3

This is a seemingly basic question, I apologize in advance if this is a duplicate question. I looked around and didn't see anything.

I have two dataframes full of strings. I'd like to see if they are EXACT duplicates of each other.

If they are not, I'd like to determine which values are different.

Specifically, given this dataframe:

| x | y |
|---|---|
| a | e |
| b | f |
| c | g |
| d | h |

and this dataframe:

| x | y |
|---|---|
| a | l |
| b | m |
| j | g |
| k | h |

I would like to generate this result (a df full of non-matching values):

| x | y |
|---|---|
|   | l |
|   | m |
| j |   |
| k |   |

This question is super close to what I'm thinking, but it wants to find full rows that are the same, not values.
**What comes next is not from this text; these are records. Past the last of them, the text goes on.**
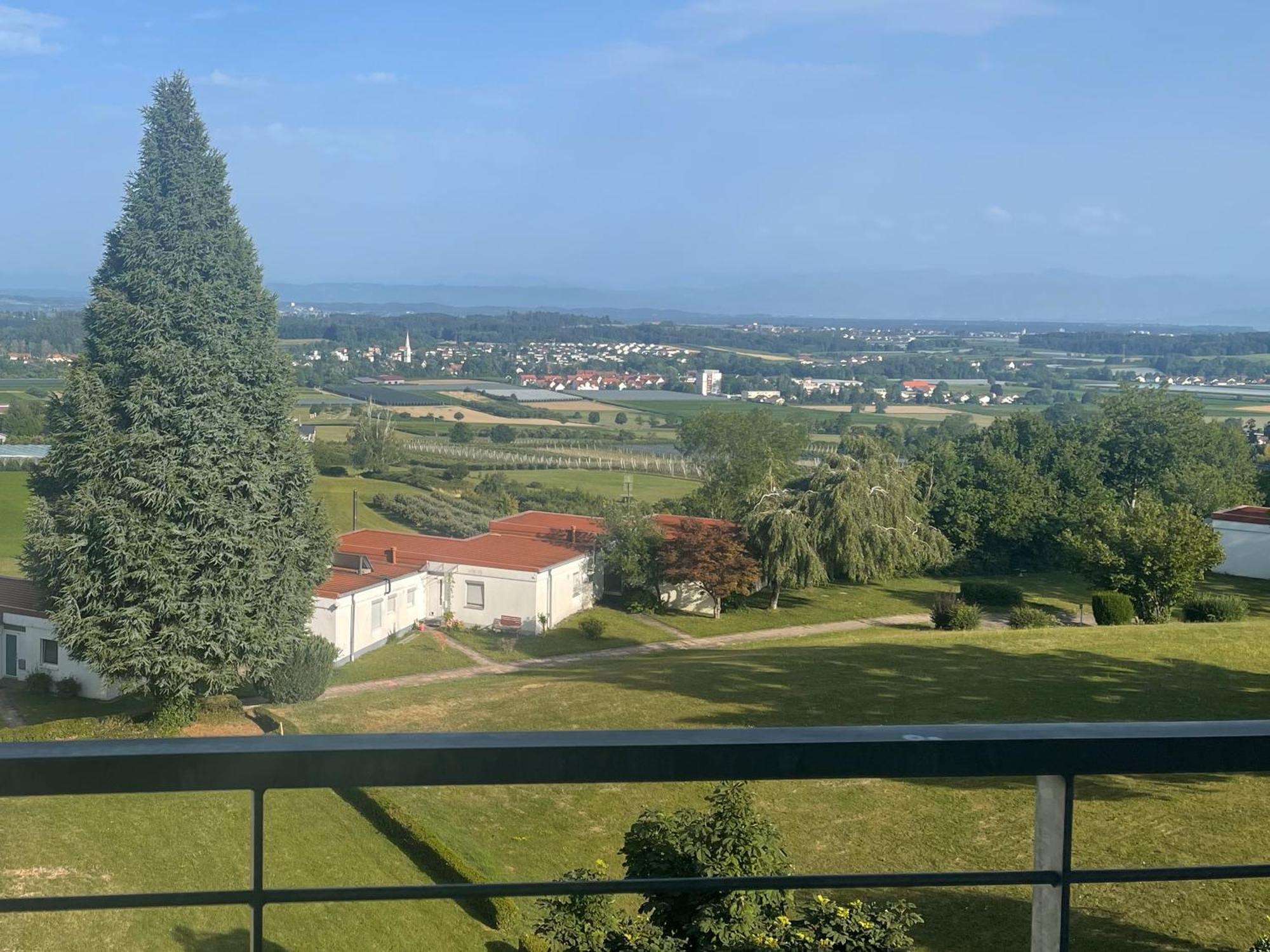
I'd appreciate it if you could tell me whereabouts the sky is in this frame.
[0,0,1270,288]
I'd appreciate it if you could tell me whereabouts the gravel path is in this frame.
[318,613,930,701]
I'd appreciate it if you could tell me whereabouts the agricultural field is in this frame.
[467,470,701,503]
[284,621,1270,952]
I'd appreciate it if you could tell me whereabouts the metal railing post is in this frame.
[251,790,264,952]
[1031,774,1072,952]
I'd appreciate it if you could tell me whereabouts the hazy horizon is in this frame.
[0,0,1270,289]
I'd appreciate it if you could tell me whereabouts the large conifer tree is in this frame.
[23,74,331,717]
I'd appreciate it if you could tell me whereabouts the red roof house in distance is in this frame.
[1208,505,1270,579]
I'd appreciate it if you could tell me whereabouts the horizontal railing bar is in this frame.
[0,869,1059,913]
[1071,863,1270,883]
[0,721,1270,796]
[7,863,1270,913]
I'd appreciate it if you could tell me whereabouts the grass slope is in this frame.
[287,622,1270,952]
[0,470,30,575]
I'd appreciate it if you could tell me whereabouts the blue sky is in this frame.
[0,0,1270,287]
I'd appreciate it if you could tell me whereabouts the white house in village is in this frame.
[1208,505,1270,579]
[0,512,726,698]
[0,575,119,699]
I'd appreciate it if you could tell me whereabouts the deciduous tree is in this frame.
[23,74,331,720]
[660,520,758,618]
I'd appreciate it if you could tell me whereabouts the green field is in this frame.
[286,622,1270,952]
[452,608,673,661]
[467,470,701,503]
[0,470,30,575]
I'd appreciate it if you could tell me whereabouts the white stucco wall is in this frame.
[0,612,119,701]
[309,572,429,665]
[1209,519,1270,579]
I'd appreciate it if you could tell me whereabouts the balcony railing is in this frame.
[0,721,1270,952]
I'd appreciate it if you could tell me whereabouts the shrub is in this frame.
[961,581,1024,608]
[578,616,607,641]
[931,592,961,631]
[264,635,339,704]
[1182,595,1248,622]
[622,589,658,614]
[1010,605,1054,628]
[27,668,53,694]
[949,602,983,631]
[1090,592,1135,625]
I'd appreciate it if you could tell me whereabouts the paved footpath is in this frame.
[318,612,931,701]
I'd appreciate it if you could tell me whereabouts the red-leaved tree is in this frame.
[662,520,758,618]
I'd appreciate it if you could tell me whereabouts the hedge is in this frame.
[1090,592,1137,625]
[961,581,1024,608]
[335,787,521,930]
[1182,595,1248,622]
[1010,605,1055,628]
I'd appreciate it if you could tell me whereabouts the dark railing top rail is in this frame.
[0,721,1270,796]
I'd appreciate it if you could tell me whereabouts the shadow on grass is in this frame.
[171,925,287,952]
[867,889,1243,952]
[535,642,1270,796]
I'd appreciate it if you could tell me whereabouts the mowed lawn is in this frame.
[451,607,674,661]
[0,470,30,575]
[660,572,1270,637]
[286,621,1270,952]
[330,632,472,685]
[469,470,701,503]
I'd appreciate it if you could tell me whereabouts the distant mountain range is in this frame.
[271,272,1270,326]
[7,270,1270,327]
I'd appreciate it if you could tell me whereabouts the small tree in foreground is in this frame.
[660,519,758,618]
[1063,493,1226,625]
[23,74,331,724]
[535,783,922,952]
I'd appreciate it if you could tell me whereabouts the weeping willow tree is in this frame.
[803,452,950,581]
[23,74,331,722]
[742,490,828,609]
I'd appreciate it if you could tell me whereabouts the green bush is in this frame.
[578,616,607,641]
[931,592,963,631]
[1182,595,1248,622]
[263,635,339,704]
[1090,592,1135,625]
[27,668,53,694]
[1010,605,1054,628]
[961,581,1024,608]
[622,589,658,614]
[949,602,983,631]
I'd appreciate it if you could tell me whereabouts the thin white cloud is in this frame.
[0,5,66,56]
[198,70,269,89]
[669,0,1058,42]
[1067,204,1138,237]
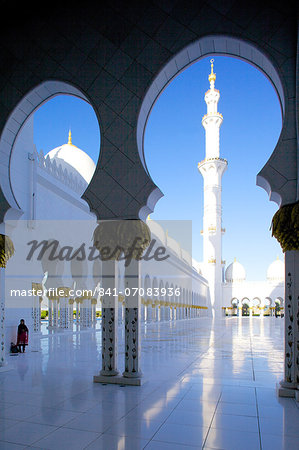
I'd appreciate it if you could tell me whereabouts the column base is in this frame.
[276,380,299,401]
[0,362,13,373]
[93,375,144,386]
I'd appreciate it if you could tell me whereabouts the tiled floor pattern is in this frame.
[0,317,299,450]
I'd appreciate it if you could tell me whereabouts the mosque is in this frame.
[0,60,284,362]
[0,0,299,450]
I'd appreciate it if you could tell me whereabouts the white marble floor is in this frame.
[0,317,299,450]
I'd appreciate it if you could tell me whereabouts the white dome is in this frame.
[225,259,246,283]
[267,258,284,282]
[46,132,96,187]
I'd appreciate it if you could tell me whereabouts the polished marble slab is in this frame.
[0,317,299,450]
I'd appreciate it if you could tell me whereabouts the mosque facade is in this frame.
[0,62,284,366]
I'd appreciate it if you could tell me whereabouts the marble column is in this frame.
[123,259,143,384]
[52,298,59,328]
[155,300,160,322]
[146,299,153,323]
[278,250,299,401]
[48,297,53,328]
[76,297,81,325]
[32,283,42,333]
[94,260,119,382]
[91,298,97,325]
[59,297,69,329]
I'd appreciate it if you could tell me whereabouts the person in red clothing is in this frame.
[17,319,28,353]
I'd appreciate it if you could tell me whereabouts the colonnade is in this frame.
[32,283,97,333]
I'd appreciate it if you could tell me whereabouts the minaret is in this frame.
[198,59,227,316]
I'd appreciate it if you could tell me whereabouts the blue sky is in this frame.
[35,56,283,280]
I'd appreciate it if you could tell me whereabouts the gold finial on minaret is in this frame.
[209,59,216,84]
[68,130,73,145]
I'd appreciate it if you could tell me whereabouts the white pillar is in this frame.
[100,260,118,377]
[76,298,81,325]
[146,299,153,323]
[278,250,299,401]
[32,283,42,333]
[52,298,58,328]
[48,297,53,328]
[123,259,142,378]
[0,267,6,367]
[68,299,74,329]
[59,297,70,330]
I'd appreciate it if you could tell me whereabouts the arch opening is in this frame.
[0,80,100,223]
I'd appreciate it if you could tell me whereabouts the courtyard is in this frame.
[0,317,299,450]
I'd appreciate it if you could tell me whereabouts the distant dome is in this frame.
[225,259,246,283]
[267,258,284,283]
[46,132,96,188]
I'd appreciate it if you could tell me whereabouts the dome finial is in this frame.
[209,59,216,89]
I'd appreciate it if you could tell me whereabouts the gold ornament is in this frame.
[271,201,299,252]
[93,220,151,260]
[0,234,15,267]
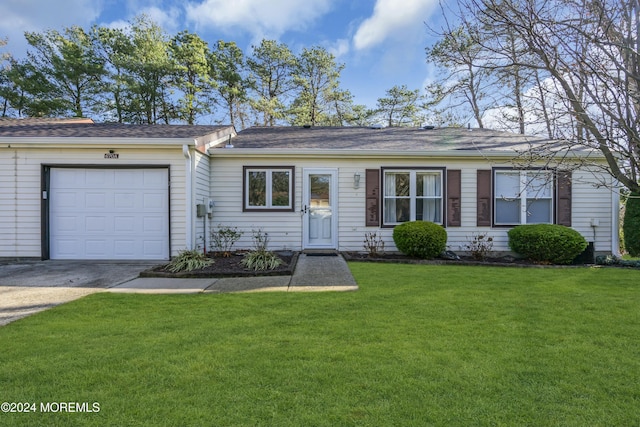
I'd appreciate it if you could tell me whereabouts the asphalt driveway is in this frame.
[0,261,159,326]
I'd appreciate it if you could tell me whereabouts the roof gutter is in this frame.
[0,140,196,149]
[182,145,195,250]
[208,148,604,159]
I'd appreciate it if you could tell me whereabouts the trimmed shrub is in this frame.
[508,224,587,264]
[622,193,640,256]
[393,221,447,259]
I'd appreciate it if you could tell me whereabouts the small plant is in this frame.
[393,221,447,259]
[241,230,282,271]
[464,233,493,261]
[508,224,587,264]
[364,231,384,257]
[166,250,213,273]
[211,224,243,257]
[241,251,282,271]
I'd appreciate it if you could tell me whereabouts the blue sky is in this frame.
[0,0,440,107]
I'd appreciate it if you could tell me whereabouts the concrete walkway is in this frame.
[107,254,358,294]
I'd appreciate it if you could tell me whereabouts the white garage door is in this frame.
[49,168,169,260]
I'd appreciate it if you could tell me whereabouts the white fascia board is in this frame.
[209,148,602,159]
[0,137,195,149]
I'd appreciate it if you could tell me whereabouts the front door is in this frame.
[302,169,338,249]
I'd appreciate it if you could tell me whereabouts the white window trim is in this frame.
[382,168,445,226]
[243,167,294,212]
[493,169,555,226]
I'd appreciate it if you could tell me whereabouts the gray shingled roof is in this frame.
[221,127,564,152]
[0,119,230,139]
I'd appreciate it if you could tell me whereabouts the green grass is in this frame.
[0,263,640,426]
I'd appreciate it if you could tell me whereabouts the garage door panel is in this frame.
[142,240,168,259]
[84,216,109,233]
[84,191,108,210]
[85,169,109,188]
[51,216,79,234]
[49,168,169,259]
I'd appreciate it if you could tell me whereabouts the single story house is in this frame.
[0,119,235,260]
[208,127,619,260]
[0,119,619,260]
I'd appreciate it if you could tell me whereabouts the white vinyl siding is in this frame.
[211,157,611,258]
[192,150,211,251]
[0,147,186,258]
[493,170,554,225]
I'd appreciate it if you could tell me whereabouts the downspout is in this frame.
[611,179,620,257]
[182,144,193,250]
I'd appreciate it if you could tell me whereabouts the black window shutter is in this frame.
[447,169,462,227]
[556,171,571,227]
[476,170,492,227]
[365,169,380,227]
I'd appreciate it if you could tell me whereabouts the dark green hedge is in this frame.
[393,221,447,259]
[508,224,587,264]
[622,193,640,256]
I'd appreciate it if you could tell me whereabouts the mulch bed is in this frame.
[342,252,589,268]
[140,252,298,279]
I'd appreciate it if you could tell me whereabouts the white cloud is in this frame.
[327,39,349,59]
[185,0,332,38]
[0,0,102,58]
[353,0,438,50]
[136,6,181,33]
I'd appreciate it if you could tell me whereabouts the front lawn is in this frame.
[0,262,640,426]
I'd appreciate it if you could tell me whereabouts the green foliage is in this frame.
[241,250,282,271]
[622,193,640,256]
[508,224,587,264]
[241,230,282,271]
[166,250,213,273]
[364,231,384,257]
[247,40,296,126]
[291,46,344,126]
[393,221,447,259]
[377,85,421,127]
[211,225,243,257]
[464,233,493,261]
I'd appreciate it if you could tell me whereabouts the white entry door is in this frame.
[49,168,169,260]
[302,169,338,249]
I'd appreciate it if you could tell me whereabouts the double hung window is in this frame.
[383,169,443,225]
[494,170,553,225]
[244,167,293,211]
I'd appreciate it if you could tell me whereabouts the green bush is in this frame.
[240,250,283,271]
[622,193,640,256]
[166,250,213,273]
[508,224,587,264]
[393,221,447,259]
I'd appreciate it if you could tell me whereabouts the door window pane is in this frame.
[496,199,520,224]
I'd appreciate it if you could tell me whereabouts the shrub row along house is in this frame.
[0,119,619,260]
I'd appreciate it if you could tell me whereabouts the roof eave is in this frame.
[0,137,196,148]
[208,148,601,159]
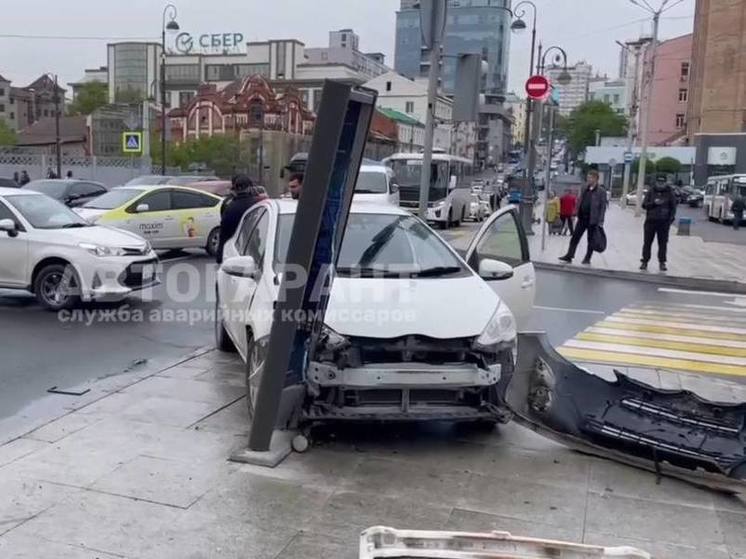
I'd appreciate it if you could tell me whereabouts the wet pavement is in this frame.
[0,352,746,559]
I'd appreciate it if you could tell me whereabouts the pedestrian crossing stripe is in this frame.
[558,303,746,377]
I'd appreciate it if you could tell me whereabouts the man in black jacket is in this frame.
[640,176,678,272]
[560,169,608,265]
[216,175,266,264]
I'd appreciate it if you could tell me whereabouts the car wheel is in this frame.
[246,334,264,421]
[205,227,220,256]
[215,301,236,353]
[34,264,80,312]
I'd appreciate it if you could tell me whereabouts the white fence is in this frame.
[0,148,161,187]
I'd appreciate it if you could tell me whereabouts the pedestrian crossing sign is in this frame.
[122,132,142,155]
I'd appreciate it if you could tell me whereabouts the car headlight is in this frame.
[78,243,124,256]
[476,301,518,348]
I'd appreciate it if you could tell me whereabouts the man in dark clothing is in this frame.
[216,175,266,264]
[560,188,578,235]
[730,195,746,231]
[560,170,608,265]
[640,176,677,272]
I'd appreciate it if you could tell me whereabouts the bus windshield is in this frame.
[389,159,449,201]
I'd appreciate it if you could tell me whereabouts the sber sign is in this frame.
[174,32,244,54]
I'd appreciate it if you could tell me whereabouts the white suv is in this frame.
[0,188,158,311]
[216,200,535,421]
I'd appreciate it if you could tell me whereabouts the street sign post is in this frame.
[122,132,142,155]
[526,75,552,101]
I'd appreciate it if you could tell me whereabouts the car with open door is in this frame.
[215,200,535,423]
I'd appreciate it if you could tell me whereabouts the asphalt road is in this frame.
[0,240,733,417]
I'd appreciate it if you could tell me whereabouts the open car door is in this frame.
[466,206,536,332]
[503,333,746,494]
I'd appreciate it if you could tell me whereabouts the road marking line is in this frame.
[562,340,746,371]
[614,309,746,327]
[559,347,746,377]
[658,287,739,299]
[534,305,607,316]
[594,319,744,342]
[606,316,746,336]
[575,332,746,357]
[585,326,746,349]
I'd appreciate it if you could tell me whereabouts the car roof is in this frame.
[269,198,412,216]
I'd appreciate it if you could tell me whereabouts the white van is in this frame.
[354,165,399,206]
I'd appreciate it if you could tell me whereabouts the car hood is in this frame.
[54,225,147,250]
[73,208,110,221]
[325,275,500,339]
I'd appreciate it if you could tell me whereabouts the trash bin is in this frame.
[679,217,692,237]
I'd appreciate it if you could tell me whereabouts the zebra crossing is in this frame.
[559,303,746,377]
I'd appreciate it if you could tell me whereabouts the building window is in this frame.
[681,62,689,81]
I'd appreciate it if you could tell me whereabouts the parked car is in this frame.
[0,188,158,311]
[23,179,108,208]
[76,185,222,256]
[215,199,536,421]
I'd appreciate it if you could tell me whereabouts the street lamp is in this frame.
[161,4,179,175]
[510,0,536,158]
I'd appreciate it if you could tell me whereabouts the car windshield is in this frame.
[83,188,142,210]
[23,181,67,200]
[124,175,172,186]
[355,171,387,194]
[275,213,464,277]
[6,194,90,229]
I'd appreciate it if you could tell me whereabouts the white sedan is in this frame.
[0,188,158,311]
[216,200,535,420]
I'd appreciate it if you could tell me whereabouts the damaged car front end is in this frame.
[305,304,516,422]
[504,333,746,494]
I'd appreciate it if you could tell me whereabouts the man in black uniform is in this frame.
[216,175,266,264]
[640,175,677,272]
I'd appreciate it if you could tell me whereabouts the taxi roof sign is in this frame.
[122,132,142,154]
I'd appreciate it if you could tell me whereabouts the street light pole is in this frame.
[161,4,179,176]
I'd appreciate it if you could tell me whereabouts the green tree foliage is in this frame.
[0,118,17,146]
[655,157,681,175]
[68,82,109,115]
[560,101,627,155]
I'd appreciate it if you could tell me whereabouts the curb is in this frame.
[533,261,746,295]
[0,346,214,447]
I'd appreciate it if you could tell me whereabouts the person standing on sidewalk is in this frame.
[560,188,578,235]
[560,169,608,265]
[730,194,746,231]
[640,175,678,272]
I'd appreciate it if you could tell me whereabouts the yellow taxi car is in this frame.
[75,185,223,256]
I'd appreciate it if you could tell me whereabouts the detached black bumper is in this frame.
[505,334,746,493]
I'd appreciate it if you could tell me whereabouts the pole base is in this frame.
[229,429,298,468]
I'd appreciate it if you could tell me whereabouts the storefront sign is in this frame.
[174,32,244,54]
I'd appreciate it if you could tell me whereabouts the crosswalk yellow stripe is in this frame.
[558,347,746,377]
[575,332,746,357]
[594,320,744,342]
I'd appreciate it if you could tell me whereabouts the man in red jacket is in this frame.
[560,188,578,235]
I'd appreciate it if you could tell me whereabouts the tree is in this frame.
[655,157,681,175]
[559,101,627,155]
[68,82,109,115]
[0,118,17,146]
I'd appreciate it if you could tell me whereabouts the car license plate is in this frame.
[142,264,155,282]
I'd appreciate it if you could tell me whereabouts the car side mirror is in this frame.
[0,219,18,237]
[220,256,257,279]
[479,258,515,281]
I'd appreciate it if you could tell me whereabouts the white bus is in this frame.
[704,175,746,223]
[383,153,474,229]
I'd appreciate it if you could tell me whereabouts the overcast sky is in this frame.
[0,0,695,92]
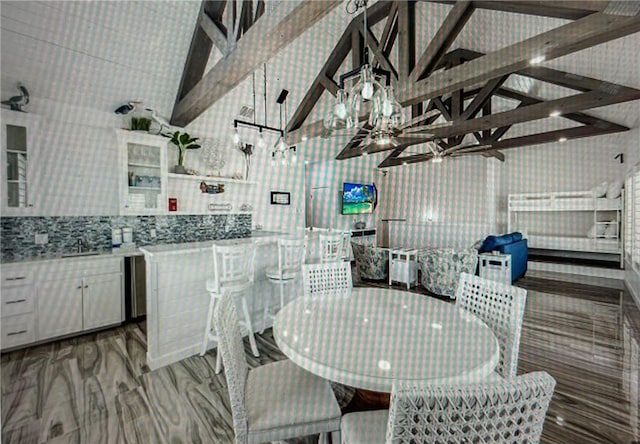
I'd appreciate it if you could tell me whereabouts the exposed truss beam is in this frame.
[171,0,342,126]
[287,1,393,134]
[437,0,609,20]
[408,1,474,83]
[200,9,227,55]
[397,12,640,106]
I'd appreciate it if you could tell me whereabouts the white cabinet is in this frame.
[82,273,122,330]
[0,257,124,349]
[0,265,36,348]
[0,109,40,216]
[117,130,168,215]
[38,278,83,340]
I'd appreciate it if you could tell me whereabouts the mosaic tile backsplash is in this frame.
[0,214,251,262]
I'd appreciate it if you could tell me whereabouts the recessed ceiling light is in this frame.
[529,56,545,65]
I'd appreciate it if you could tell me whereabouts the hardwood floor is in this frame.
[1,277,640,444]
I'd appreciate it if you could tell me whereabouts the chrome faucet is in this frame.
[78,236,89,253]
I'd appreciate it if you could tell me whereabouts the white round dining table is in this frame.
[273,288,500,392]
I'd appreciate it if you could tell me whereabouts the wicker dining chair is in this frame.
[213,296,340,444]
[341,372,556,444]
[302,262,353,299]
[456,273,527,378]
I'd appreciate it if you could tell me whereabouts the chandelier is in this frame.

1) I don't think I have any choice other than to iterate across each value, one by one, testing via string matching. I know this df1 %in% df2 will test for rows. But how do I test for each element?

2) After I can test each element, I'd need to construct a dataframe to store the non-matches. I'm not sure how to do it.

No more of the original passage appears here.